Por Alessandro Hipólito (*)

 

Passado a eleição nos cabe juntar os cacos e seguir adiante, o resultado não foi o esperado, acreditávamos na possibilidade de um segundo turno, o que infelizmente, não acontecerá.

O que fica para depois da eleição, além, do gosto amargo da derrota?

O desempenho coletivo foi pífio, sobressaindo àqueles que tiveram uma estratégia diferente, de caminhar solitários, ou não se assumirem dentro de um projeto partidário.

Com o resultado posto, precisamos fazer a nossa autocrítica.

O que fez o Partido dos Trabalhadores de Ribeirão das Neves perder sua base social de modo muito repentino? Visto é claro pós 2012, quando a cidade foi governada por uma Prefeita do Partido dos Trabalhadores.

Quais os motivos de não estarmos conseguindo chegar nas camadas mais pobres de nossa cidade? A título de informação Ribeirão das Neves, fica entre as 10 cidades mineiras com o Pior Índice de Desenvolvimento Humano- IDH, e é a mais pobre do cordão da Região Metropolitana de Belo Horizonte.

Digo por mim, que gastei horas em andanças e visitas, sobretudo, nas Vilas e Favelas do nosso Município, há destacar; Mina, Santa Fé GDF e Facão. Locais que devo ter visitado umas 3 vezes durante o tempo curto qual foi esse período de Campanha, sem contar o bairro onde moro, que trás para nós moradores algumas particularidades, do tipo, a ausência total de equipamentos públicos da saúde, educação e infraestrutura urbana.

Esperava conseguir um bom desempenho no que tange a números de votos, e se revelou um fracasso.

Fiz minha campanha sendo fiel a decisão partidária de construir a frente de esquerda, levei comigo e no material por mim produzido, o candidato a prefeito da coligação “A Receita da Mudança para Ribeirão das Neves”, e as cor e símbolo original do Partido dos Trabalhadores, enquanto outros, pareciam estar candidato por seu nome, e não por pertencimento a uma agremiação partidária.

Quando tive acesso aos resultados, me veio a seguinte reflexão – vale a pena estar num partido, em que o projeto extrapartidário têm maior êxito?

Este é outros questionamentos que estão apresentado neste texto são importantes para serem feitos, até mesmo para que possamos encontrar uma saída que dê ao Partido dos Trabalhadores em Ribeirão das Neves uma sobrevida, ou um lapso de esperança, para que voltemos a ser um Partido da classe trabalhadora dentro de um projeto do socialismo real, e não apenas discursivo.

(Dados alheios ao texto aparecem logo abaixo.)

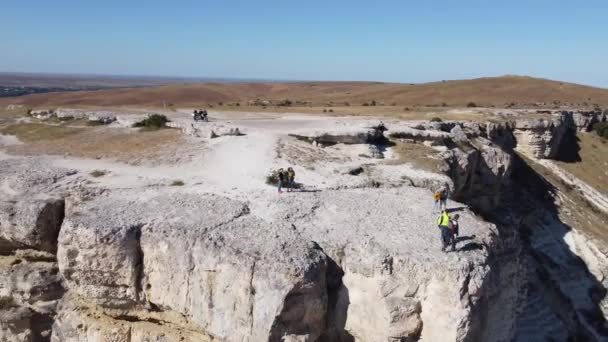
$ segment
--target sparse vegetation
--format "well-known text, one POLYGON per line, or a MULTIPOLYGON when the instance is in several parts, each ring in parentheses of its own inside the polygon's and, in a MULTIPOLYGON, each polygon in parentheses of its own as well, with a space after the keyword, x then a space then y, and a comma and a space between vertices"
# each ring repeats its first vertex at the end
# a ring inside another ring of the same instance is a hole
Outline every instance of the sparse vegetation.
POLYGON ((167 127, 167 122, 169 122, 169 119, 167 119, 166 116, 161 114, 152 114, 142 121, 136 122, 133 127, 141 127, 145 128, 146 130, 157 130, 167 127))
POLYGON ((598 122, 593 125, 593 130, 597 135, 604 139, 608 139, 608 122, 598 122))
POLYGON ((171 183, 171 186, 184 186, 185 184, 182 180, 176 179, 171 183))
POLYGON ((6 310, 15 307, 15 300, 13 297, 0 297, 0 309, 6 310))
POLYGON ((47 125, 43 123, 20 123, 0 129, 0 133, 14 135, 25 142, 55 140, 82 132, 82 128, 47 125))
POLYGON ((431 118, 431 122, 443 122, 443 120, 440 117, 435 116, 435 117, 431 118))
POLYGON ((475 108, 475 107, 477 107, 477 104, 475 102, 467 103, 467 108, 475 108))
POLYGON ((279 184, 279 176, 277 175, 277 171, 270 171, 270 173, 266 175, 266 184, 274 186, 279 184))
POLYGON ((401 165, 411 163, 415 167, 423 170, 438 172, 439 168, 445 164, 443 160, 432 158, 437 155, 437 151, 424 144, 416 144, 410 142, 393 141, 393 151, 397 158, 387 160, 385 163, 389 165, 401 165))
POLYGON ((89 175, 91 175, 92 177, 102 177, 106 175, 106 171, 105 170, 93 170, 91 171, 91 173, 89 173, 89 175))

Somos em “número” o maior partido com membros filiados/as na cidade, chegamos a mais de três mil, esta é, a segunda eleição que participo como morador deste Município, e vejo com tristeza, o afastamento da militância, são pouquíssimo o envolvimento destes em período de campanha, o que não se restringe, somente a este tempo.

Na realidade existe um distanciamento dos membros dirigentes e os “filiados/as” comuns. Essa ausência também é perceptível quando adentramos para outros campos da vida útil de um partido, aqui em Ribeirão das Neves, é gritante a inadimplência para com os deveres partidários, muitos utilizam dos acordos no interesse de participar do PED, e depois o mesmo não é cumprido.

Talvez, o momento seja de rever quem são estes “filiados/as”, muitos deles/as, aposto nem sabem de sua inscrição no partido.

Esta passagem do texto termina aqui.